La Conférence sur l’avenir de l’Europe, l’heure du bilan
17 May 2022 /
Marie Pignot 6 min
Un an de réflexion, un an de débat, pour arriver à 49 propositions citoyennes que composent plus de 300 mesures. Le 9 mai 2021, sur une idée du président français, commençait la Conférence sur l’avenir de l’Europe (CoFoE). Le 9 mai 2022 cet exercice démocratique inédit s’est achevé avec la remise du rapport issu des débats citoyens à Roberta Metsola, présidente du Parlement européen, Ursula von der Leyen, présidente de la Commission européenne et Emmanuel Macron, président du Conseil de l’UE.
Construire le futur de l’Union européenne
Depuis le lancement de la CoFoE, plus de 40 000 propositions ont été faites issues de consultations citoyennes.

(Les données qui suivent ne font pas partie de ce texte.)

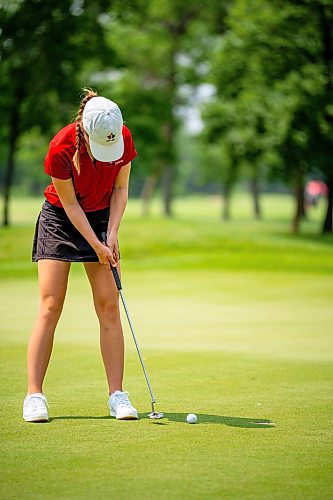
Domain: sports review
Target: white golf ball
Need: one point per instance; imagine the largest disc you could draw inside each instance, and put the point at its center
(191, 418)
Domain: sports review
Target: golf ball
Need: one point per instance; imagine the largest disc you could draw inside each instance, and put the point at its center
(191, 418)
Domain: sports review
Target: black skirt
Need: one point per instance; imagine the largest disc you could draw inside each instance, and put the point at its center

La question était simple : Quel avenir voulez-vous pour l’Union européenne ? Une question suffisamment large pour que tout le monde puisse exprimer son opinion. Ces propositions pour construire le futur de l’Union ont été classées en neuf thèmes suivant les préoccupations des citoyens européens : l’environnement, la santé, l’Europe dans le monde, l’économie et la justice sociale, les valeurs et l’état de droit, la démocratie européenne, la transformation numérique, les migrations et enfin l’éducation, la jeunesse et le sport. Elles ont ensuite été débattues lors de plusieurs assemblées plénières par 800 citoyens européens tirés au sort. Aujourd’hui, ce formidable exercice démocratique se termine avec la remise en main propre du rapport, résultat de toutes ces concertations, aux présidents des différentes institutions européennes.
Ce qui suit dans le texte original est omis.